Die Darmmikrobiota in Physiologie und Pathologie

Der menschliche Darm beherbergt über 100 Billionen Mikroben, vorwiegend Bakterien der Phyla Bacteroidetes und Firmicutes, mit geringeren Anteilen von Actinobacteria, Proteobacteria und Tenericutes. Diese Mikroorganismen spielen eine essentielle Rolle im Nährstoffmetabolismus, der Vitaminsynthese (z. B. Vitamin B und K) und der Aufrechterhaltung der Darmbarriereintegrität. Kurzkettige Fettsäuren (SCFAs) wie Acetat, Propionat und Butyrat sind Schlüsselmetaboliten, die durch bakterielle Fermentation von Ballaststoffen entstehen. SCFAs regulieren Immunfunktionen, unterstützen den Energiestoffwechsel von Epithelzellen und modulieren die Gefäßgesundheit. Eine Dysbiose – ein Ungleichgewicht der mikrobiellen Zusammensetzung – steht im Zusammenhang mit systemischer Entzündung, oxidativem Stress und gestörten metabolischen Prozessen, die allesamt zur Progression von CVDs beitragen.
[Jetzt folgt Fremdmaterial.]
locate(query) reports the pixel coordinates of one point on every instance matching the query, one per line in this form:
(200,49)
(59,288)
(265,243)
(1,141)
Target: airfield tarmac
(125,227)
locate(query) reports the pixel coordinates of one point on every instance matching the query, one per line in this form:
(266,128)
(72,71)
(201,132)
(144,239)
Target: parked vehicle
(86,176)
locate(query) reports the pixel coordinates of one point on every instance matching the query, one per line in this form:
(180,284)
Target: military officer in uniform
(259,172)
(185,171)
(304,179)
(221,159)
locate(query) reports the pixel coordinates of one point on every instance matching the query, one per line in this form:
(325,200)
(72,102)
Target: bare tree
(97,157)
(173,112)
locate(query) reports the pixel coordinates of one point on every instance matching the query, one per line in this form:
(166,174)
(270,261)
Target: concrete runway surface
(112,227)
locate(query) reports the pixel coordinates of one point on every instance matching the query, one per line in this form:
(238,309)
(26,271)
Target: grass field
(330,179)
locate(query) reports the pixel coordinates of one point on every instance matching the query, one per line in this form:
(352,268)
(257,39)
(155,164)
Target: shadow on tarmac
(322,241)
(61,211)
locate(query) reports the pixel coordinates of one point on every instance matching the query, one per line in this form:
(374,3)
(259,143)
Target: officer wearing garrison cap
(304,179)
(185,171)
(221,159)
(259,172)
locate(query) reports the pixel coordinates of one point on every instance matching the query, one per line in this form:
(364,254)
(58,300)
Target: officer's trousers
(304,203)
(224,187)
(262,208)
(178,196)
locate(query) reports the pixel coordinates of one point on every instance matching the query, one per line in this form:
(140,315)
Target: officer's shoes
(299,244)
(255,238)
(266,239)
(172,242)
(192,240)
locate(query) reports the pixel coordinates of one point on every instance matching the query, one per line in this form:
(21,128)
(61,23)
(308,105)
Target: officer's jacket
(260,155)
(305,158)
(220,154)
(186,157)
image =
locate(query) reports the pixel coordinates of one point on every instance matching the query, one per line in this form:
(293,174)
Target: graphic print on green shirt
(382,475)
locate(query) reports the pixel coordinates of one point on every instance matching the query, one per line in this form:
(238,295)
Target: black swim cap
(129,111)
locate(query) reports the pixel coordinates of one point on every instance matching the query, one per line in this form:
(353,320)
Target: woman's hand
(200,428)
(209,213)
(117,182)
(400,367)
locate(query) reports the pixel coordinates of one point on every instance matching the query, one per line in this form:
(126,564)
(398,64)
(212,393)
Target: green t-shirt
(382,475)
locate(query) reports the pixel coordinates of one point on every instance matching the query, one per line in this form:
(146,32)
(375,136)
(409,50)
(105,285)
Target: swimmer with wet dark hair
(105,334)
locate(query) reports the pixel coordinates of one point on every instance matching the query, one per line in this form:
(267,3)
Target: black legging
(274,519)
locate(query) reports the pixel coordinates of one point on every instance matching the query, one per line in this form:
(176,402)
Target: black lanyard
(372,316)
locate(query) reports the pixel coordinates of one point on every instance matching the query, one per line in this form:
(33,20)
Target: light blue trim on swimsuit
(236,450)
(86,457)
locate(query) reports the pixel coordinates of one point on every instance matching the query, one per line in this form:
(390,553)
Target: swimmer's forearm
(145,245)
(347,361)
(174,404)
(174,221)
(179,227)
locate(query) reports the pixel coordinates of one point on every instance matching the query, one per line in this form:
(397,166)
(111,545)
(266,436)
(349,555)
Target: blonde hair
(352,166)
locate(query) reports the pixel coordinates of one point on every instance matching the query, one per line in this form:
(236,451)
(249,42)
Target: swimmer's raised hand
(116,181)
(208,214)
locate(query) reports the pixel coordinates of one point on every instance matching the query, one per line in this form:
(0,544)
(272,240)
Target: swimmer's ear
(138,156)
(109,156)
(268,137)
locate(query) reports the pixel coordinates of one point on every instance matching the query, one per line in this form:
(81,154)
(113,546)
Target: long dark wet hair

Mikrobiell abgeleitete Metaboliten: Mechanismen und Einfluss

Trimethylamin-N-Oxid (TMAO)

TMAO entsteht durch den mikrobiellen Metabolismus von Cholin, Carnitin und Phosphatidylcholin. Darmbakterien konvertieren diese Substrate in Trimethylamin (TMA), das in der Leber durch Flavin-haltige Monooxygenasen (FMOs) zu TMAO oxidiert wird. Erhöhte Plasma-TMAO-Spiegel korrelieren mit ungünstigen kardiovaskulären Ereignissen, darunter Atherosklerose, Thrombosen und HF. Mechanistisch fördert TMAO die Cholesterinakkumulation in Makrophagen durch Hochregulation von Scavenger-Rezeptoren (CD36, SR-A1) und hemmt die Gallensäuresynthese via Repression von Cyp7a1, einem geschwindigkeitsbestimmenden Enzym des Cholesterinstoffwechsels. Zudem aktiviert TMAO proinflammatorische Signalwege (NF-κB, MAPK) und induziert oxidativen Stress, was zur Endotheldysfunktion und Plaque-Instabilität beiträgt.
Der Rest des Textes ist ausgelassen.